Evals · Free preview

Assertion Checks

Test behavior, not just strings

An assertion eval checks a property of the output — it contains a phrase, matches a format, or falls in a numeric range — instead of demanding one exact string.

Test behavior, not just strings

Exact match scored you 75% last lesson — but it can't grade free-form replies at all. A billing agent that says "Your refund of $129.50 will arrive in 5 business days" is a great answer, but it will never equal any single gold string you write down: the wording and order drift run to run. Hold a free-form reply to byte-equality and every good answer fails. You don't care about the exact string here — you care about a property of it.

An assertion eval checks that property directly. Instead of output === gold, you ask narrower yes/no questions: does the reply contain "refund"? Does it match a $00.00 price format? Is the extracted total in range? Each is a boolean, and the reply passes only if it satisfies the ones that matter. This is exactly how this academy grades your code — not by exact text, but by checking your output's shape.

Take that refund reply. contains(reply, "refund") → the substring is there, PASS. matchesFormat(reply, /\$\d+\.\d{2}/)$129.50 fits the pattern, PASS. But inRange(129.5, 0, 100) → 129.5 is over budget, FAIL — and a real assertion has to say so, not wave it through. That honest FAIL is the whole value: assertions flag "refund went out, but for too much money," a defect exact match can't even see.
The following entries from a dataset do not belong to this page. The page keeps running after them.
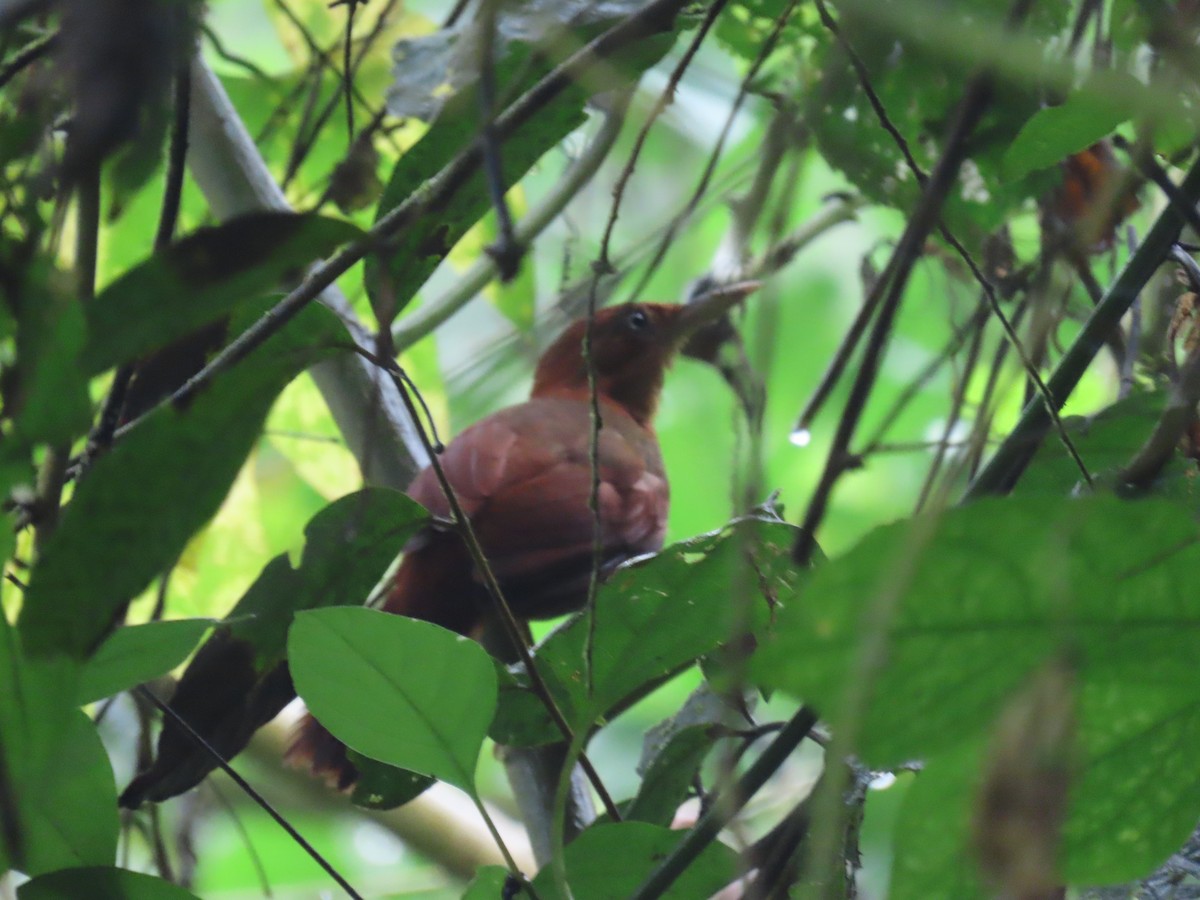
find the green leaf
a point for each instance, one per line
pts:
(239, 679)
(421, 246)
(487, 885)
(1134, 795)
(57, 796)
(918, 59)
(137, 653)
(66, 797)
(52, 405)
(202, 279)
(383, 786)
(399, 690)
(139, 504)
(673, 751)
(977, 601)
(611, 861)
(1105, 443)
(653, 618)
(934, 856)
(101, 883)
(1054, 133)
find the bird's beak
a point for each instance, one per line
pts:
(711, 306)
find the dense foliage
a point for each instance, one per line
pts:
(924, 623)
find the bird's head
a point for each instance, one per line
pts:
(631, 347)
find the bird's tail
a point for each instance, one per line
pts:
(432, 583)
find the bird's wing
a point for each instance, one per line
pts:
(525, 479)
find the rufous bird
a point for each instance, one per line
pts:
(523, 477)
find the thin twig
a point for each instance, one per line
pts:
(27, 55)
(505, 251)
(177, 156)
(415, 325)
(988, 288)
(504, 612)
(53, 472)
(726, 805)
(436, 192)
(672, 229)
(954, 417)
(198, 739)
(1009, 461)
(889, 291)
Below, that agent answered a billing question and three assertion functions are stubbed to always return true — rubber-stamping every check. Fill them in so they test the reply for real: contains runs .includes, matchesFormat runs regex.test, inRange checks lo <= n <= hi. Done means the two passes stay PASS and the range check turns to FAIL.

A good eval is a question with a yes/no answer about the output — substring, format, range. String-equality is just the weakest assertion of them all.

In the full academy, you write and run this — live, graded:

// An agent answered a billing question. We grade its reply with assertions —
// richer than exact-match: a phrase it must contain, a format it must match,
// and a number that must land in range.
const reply = "Your refund of $129.50 will arrive in 5 business days.";
const total = 129.5; // dollar amount the agent extracted from the reply

// Each assertion takes the reply (and value) and returns true/false.
function contains(text, needle) {
  // TODO: does the reply contain this substring?
  return true;
}

function matchesFormat(text, re) {
  // TODO: does the reply match this format (regex)?
  return true;
}

function inRange(n, lo, hi) {
  // TODO: is n within [lo, hi] inclusive?
  return true;
}

const report = (label, ok) => console.log(`${label} -> ${ok ? "PASS" : "FAIL"}`);

report('contains "refund"', contains(reply, "refund"));
report("matches price format", matchesFormat(repl

🔒 Live code execution, real agent runs, mastery tracking and verifiable credentials unlock with the full academy.

This is 1 of 50 lessons.

The full academy: write real code, watch real agents run, and earn verifiable credentials — across 8 tracks, in a 3D campus.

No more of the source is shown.